Ukrainian mathematician

Valentina Ivanivna Gorbachuk (born 1937) is a Soviet and Ukrainian mathematician, specializing in operator theory and partial differential equations.

==Education and career==
Gorbachuk was born in Mogilev on 25 June 1937; then part of the Soviet Union, it has since become part of Belarus. Her parents worked as an accountant and a telegraphist; in search of better work, they moved to Lutsk in what is now Ukraine when Gorbachuk was a child, and that is where she was schooled.

She applied to study mathematics and mechanics at Taras Shevchenko National University of Kyiv, but was denied because of a "stay in the occupation". Instead, she went to the Lutsk Pedagogical Institute, graduating in 1959. On the advice of one of her faculty mentors there, S.I. Zuhovitsky, she entered graduate study at the NASU Institute of Mathematics, as a student of Yury Berezansky, earning a candidate degree (the Soviet equivalent of a Ph.D.) in the early 1960s.
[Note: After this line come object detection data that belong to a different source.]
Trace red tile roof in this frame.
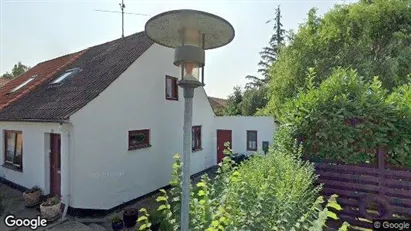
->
[0,32,153,122]
[0,50,86,110]
[0,77,10,88]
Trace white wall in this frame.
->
[214,116,276,154]
[70,45,216,209]
[0,122,64,193]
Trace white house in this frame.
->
[0,32,275,214]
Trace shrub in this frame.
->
[282,69,411,167]
[139,143,346,231]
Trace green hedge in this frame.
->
[282,69,411,168]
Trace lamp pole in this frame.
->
[145,10,235,231]
[179,84,194,231]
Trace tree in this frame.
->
[258,6,285,81]
[224,86,243,115]
[241,86,267,116]
[242,6,285,112]
[245,75,267,90]
[1,61,30,79]
[265,0,411,118]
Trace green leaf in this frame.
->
[327,211,338,220]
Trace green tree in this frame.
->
[1,61,30,79]
[265,0,411,117]
[241,86,267,116]
[245,6,286,89]
[258,6,285,80]
[224,86,243,116]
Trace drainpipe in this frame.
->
[59,123,71,221]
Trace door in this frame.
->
[50,134,61,196]
[217,130,232,164]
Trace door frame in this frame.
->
[216,129,233,164]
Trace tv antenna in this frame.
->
[94,0,150,38]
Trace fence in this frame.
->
[315,148,411,229]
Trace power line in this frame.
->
[94,0,150,38]
[94,10,150,16]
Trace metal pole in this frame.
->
[180,86,194,231]
[120,0,126,38]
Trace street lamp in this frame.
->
[145,10,234,231]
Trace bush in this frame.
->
[139,143,346,231]
[282,69,411,167]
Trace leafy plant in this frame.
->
[265,0,411,119]
[138,144,348,231]
[282,69,411,167]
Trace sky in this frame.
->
[0,0,355,98]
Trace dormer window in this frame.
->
[10,75,37,93]
[51,68,80,84]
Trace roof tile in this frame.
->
[0,32,153,121]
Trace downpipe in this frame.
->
[59,124,71,221]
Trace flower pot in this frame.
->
[123,208,138,228]
[40,202,61,220]
[23,190,41,207]
[111,221,124,231]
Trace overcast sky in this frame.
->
[0,0,354,97]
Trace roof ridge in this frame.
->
[0,48,89,110]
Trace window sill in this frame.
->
[191,148,203,152]
[128,144,151,151]
[2,163,23,172]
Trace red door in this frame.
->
[217,130,232,163]
[50,134,61,196]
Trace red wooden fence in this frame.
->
[315,149,411,229]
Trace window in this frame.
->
[191,126,202,152]
[4,131,23,170]
[10,75,37,93]
[166,75,178,100]
[128,129,151,150]
[51,68,80,84]
[247,131,257,151]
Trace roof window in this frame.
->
[51,68,80,84]
[10,75,37,93]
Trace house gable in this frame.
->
[0,32,153,122]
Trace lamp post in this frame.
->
[145,10,235,231]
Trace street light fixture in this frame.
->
[145,10,235,231]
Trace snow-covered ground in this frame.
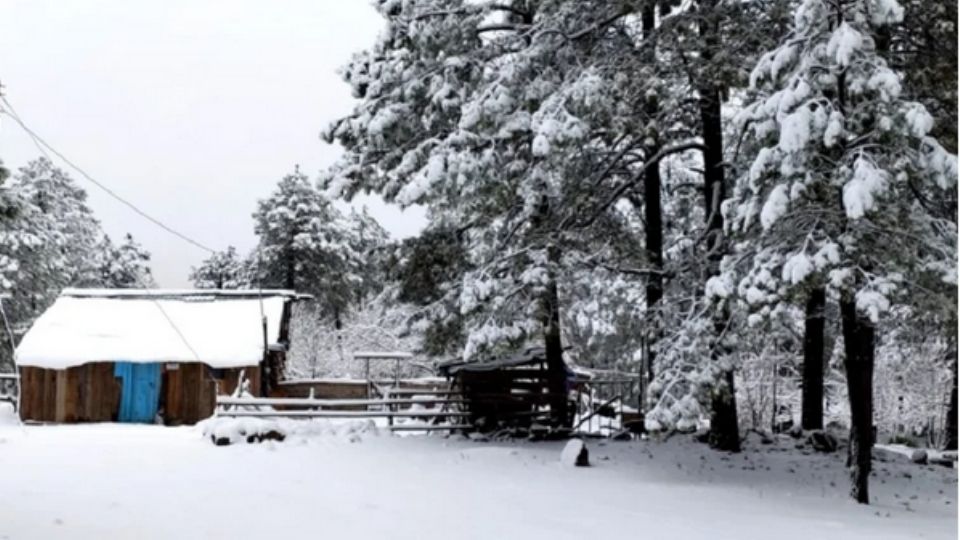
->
[0,408,957,540]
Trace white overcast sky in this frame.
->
[0,0,424,287]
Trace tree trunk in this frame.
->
[640,2,663,404]
[840,293,874,504]
[542,246,571,427]
[697,0,740,452]
[944,354,957,450]
[800,287,827,429]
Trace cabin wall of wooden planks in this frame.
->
[20,362,260,425]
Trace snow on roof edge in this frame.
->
[60,287,313,300]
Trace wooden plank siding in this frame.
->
[20,362,260,425]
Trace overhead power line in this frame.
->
[0,94,216,253]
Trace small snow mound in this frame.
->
[560,439,590,467]
[0,401,20,426]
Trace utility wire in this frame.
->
[0,94,216,253]
[0,90,207,362]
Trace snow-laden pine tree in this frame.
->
[345,206,390,308]
[326,0,668,420]
[190,246,249,289]
[251,167,364,324]
[0,158,100,325]
[724,0,957,503]
[75,233,154,289]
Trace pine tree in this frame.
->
[190,246,249,289]
[83,233,154,289]
[0,158,99,326]
[251,168,364,325]
[718,0,957,503]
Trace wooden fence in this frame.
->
[216,388,470,431]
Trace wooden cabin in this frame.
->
[438,347,579,431]
[16,289,308,425]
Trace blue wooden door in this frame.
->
[113,362,160,424]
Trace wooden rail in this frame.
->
[216,388,470,431]
[217,409,470,420]
[217,396,466,409]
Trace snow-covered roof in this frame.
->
[16,289,302,369]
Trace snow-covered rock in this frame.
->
[560,439,590,467]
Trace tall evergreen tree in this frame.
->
[251,167,364,324]
[190,246,249,289]
[725,0,957,503]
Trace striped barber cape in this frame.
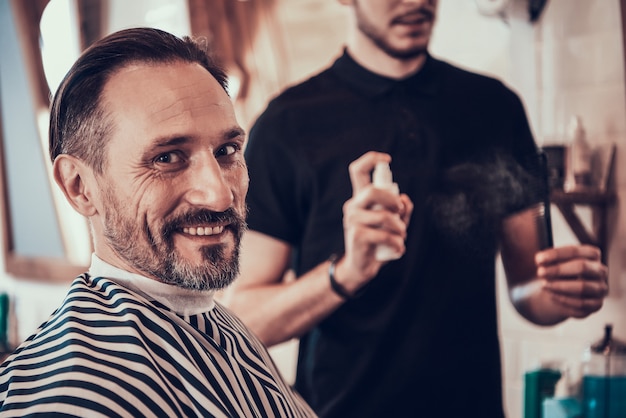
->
[0,274,315,418]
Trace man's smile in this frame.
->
[183,226,224,235]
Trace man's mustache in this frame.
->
[162,208,247,240]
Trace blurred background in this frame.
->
[0,0,626,418]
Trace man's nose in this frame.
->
[185,157,234,212]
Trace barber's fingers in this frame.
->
[343,199,410,240]
[535,244,602,266]
[537,258,608,282]
[348,151,391,195]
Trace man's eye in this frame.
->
[216,144,241,157]
[155,152,180,164]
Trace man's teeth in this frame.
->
[183,226,224,235]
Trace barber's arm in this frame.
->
[500,209,608,325]
[223,152,413,346]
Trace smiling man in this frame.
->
[0,28,314,417]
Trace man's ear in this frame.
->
[52,154,97,217]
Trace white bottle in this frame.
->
[372,161,402,261]
[568,116,591,190]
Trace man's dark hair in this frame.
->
[49,28,227,173]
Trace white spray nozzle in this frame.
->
[372,161,402,261]
[372,161,393,188]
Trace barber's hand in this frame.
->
[337,151,413,290]
[535,245,609,318]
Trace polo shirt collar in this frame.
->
[331,48,439,97]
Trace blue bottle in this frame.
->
[582,324,626,418]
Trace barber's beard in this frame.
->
[104,189,246,290]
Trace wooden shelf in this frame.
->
[550,189,616,262]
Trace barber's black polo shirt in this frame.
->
[246,49,543,417]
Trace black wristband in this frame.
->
[328,254,362,300]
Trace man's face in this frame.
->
[92,63,248,289]
[352,0,437,59]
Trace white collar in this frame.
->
[89,253,215,316]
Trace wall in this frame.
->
[252,0,626,418]
[492,0,626,418]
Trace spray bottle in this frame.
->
[372,161,402,261]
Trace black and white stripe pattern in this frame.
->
[0,275,315,417]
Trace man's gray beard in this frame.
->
[157,240,239,290]
[104,188,246,290]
She continued as a researcher at the Institute of Mathematics for the rest of her career, defending a Doctor of Science (equivalent of a habilitation under the former Soviet system) in 1992.

==Books==
Gorbachuk is the coauthor, with M. L. Gorbachuk, of two books on operator theory, translated from Russian into English:
- Boundary value problems for operator differential equations (Naukova Dumka, 1984; trans., Mathematics and its Applications 48, Kluwer, 1991)
- M. G. Krein’s lectures on entire operators (Operator Theory: Advances and Applications, 97, Birkhäuser, 1997)

==Recognition==
In 1998, Gorbachuk won the State Prize of Ukraine in Science and Technology.

==Personal life==
Gorbachuk worked closely with her husband, Miroslav L'vovich Gorbachuk (1938–2017), a mathematician with whom she shared her research interests. Their son, Volodymyr Myroslavovich Gorbachuk, is an associate professor of mathematical physics at the Igor Sikorsky Kyiv Polytechnic Institute (National Technical University of Ukraine).